The committee proposes mandatory climate reporting by FY2025 for listed companies and by FY2027 for large non-listed companies with annual revenue exceeding SG$1 billion. About 1,000 companies, including 300 non-listed entities, will be affected, making Singapore potentially the first in Asia to enforce ISSB-aligned climate reporting for NLCos.
Similar efforts are underway in Hong Kong and Japan, while Singapore plans to extend this requirement to private companies with SG$100 million revenue by FY2030, including an estimated 2,200 more firms.
From 2028, Singapore-based firms operating significantly in the European Union must also comply with the EU’s Corporate Sustainability Reporting Directive (CSRD), which emphasizes a “double materiality” approach.

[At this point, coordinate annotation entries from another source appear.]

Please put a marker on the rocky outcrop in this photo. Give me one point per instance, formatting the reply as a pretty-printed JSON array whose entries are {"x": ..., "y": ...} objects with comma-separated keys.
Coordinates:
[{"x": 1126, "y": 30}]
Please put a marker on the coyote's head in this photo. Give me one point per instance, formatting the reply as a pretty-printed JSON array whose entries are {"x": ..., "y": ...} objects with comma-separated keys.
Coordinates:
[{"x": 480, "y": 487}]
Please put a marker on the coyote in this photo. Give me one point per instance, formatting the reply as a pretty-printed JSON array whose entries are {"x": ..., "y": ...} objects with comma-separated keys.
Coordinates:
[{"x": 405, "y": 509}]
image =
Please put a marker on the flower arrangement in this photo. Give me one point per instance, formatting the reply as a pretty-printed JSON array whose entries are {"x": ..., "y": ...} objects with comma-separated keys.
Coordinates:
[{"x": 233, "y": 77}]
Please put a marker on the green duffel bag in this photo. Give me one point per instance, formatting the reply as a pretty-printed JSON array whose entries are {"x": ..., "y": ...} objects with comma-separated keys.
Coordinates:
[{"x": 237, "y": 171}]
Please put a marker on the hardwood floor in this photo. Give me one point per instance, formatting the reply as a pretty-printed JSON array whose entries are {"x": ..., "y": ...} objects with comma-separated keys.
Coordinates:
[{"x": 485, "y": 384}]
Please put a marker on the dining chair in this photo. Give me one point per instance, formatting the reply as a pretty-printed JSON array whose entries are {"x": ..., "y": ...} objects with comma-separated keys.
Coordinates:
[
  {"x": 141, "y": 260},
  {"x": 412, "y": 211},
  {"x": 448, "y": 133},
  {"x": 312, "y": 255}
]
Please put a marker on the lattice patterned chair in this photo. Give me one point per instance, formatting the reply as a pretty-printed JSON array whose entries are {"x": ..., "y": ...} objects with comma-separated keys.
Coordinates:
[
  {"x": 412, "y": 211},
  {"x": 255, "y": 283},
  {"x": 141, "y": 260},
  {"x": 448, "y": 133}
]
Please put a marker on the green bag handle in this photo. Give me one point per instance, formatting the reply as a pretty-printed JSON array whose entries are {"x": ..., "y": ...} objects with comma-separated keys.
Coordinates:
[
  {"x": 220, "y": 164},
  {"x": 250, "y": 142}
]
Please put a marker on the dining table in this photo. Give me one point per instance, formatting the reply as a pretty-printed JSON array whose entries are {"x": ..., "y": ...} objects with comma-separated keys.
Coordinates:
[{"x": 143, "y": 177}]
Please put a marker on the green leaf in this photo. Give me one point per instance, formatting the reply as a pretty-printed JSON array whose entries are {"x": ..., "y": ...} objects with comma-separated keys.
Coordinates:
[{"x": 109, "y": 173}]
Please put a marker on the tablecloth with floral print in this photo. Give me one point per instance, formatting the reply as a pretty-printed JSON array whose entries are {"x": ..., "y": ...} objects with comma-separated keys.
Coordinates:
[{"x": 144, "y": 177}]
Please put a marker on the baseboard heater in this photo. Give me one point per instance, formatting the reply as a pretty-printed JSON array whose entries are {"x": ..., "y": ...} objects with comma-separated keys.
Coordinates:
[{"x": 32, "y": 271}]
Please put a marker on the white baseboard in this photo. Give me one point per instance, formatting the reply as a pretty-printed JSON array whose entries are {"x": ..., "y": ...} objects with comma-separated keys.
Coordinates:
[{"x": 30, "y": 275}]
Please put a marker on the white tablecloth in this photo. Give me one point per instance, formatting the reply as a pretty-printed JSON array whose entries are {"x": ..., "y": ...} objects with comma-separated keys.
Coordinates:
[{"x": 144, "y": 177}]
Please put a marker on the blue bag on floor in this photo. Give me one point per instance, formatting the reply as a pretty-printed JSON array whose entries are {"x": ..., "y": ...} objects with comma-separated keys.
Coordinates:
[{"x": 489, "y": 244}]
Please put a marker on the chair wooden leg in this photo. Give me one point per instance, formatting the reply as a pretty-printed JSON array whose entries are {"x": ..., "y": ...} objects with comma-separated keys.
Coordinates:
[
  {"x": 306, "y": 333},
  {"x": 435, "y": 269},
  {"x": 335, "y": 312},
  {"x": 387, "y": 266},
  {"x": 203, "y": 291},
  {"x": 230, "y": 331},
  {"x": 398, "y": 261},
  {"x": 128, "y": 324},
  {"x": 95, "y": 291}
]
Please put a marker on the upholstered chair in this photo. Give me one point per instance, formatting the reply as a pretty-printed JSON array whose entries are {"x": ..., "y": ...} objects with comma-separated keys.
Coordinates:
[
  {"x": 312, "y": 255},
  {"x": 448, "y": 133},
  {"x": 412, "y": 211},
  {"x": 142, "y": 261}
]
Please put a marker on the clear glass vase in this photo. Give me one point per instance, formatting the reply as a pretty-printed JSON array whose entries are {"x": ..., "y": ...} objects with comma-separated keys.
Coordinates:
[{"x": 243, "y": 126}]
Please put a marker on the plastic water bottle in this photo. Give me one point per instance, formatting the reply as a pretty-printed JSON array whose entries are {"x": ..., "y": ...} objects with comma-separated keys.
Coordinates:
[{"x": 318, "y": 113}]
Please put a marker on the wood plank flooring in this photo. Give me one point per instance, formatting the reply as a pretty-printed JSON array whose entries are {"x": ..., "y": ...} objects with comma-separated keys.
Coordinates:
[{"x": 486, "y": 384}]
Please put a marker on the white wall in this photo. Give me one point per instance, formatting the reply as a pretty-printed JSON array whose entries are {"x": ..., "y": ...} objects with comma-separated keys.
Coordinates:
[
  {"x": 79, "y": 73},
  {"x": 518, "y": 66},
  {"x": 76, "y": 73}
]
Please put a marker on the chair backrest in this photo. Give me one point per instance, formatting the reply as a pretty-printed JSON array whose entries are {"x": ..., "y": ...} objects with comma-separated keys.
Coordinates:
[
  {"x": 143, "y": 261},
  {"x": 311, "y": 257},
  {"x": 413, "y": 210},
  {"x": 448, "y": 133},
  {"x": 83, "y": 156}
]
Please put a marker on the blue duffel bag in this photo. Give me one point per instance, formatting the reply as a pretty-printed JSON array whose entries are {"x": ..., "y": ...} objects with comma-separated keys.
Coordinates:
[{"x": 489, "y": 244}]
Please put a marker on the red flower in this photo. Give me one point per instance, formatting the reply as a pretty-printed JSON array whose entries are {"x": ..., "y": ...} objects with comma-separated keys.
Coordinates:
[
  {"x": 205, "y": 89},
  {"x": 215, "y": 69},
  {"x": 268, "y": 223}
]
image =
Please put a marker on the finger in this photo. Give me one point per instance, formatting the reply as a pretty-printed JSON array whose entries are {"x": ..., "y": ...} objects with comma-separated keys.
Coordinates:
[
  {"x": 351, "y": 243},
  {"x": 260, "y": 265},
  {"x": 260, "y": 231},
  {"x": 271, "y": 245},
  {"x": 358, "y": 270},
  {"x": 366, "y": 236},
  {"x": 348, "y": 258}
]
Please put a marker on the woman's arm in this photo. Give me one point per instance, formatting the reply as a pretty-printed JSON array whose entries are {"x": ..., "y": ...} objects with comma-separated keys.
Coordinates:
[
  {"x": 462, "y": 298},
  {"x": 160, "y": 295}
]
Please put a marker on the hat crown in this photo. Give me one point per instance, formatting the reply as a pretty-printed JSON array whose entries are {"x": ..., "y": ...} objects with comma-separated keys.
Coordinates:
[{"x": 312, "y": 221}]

Starting this year, listed companies in certain sectors must follow the Task Force on Climate-related Financial Disclosure (TCFD)’s recommendations. This mandate will expand to include more industries in 2024.
Upon implementing these changes, companies would not need to report their Scope 3 emissions in the first year. Two years post-implementation, however, limited assurance on Scope 1 and 2 emissions will be required, following standards modeled on the International Standard on Sustainability Assurance (ISSA) 5000 or International Organisation for Standardisation (ISO) 14064-3.
Singapore also plans to enhance national capabilities in sustainability reporting and managing carbon emissions starting 2024, backed by a SG$180 million fund. Concurrent use of other reporting standards such as the Global Reporting Initiative (GRI) will also be permitted.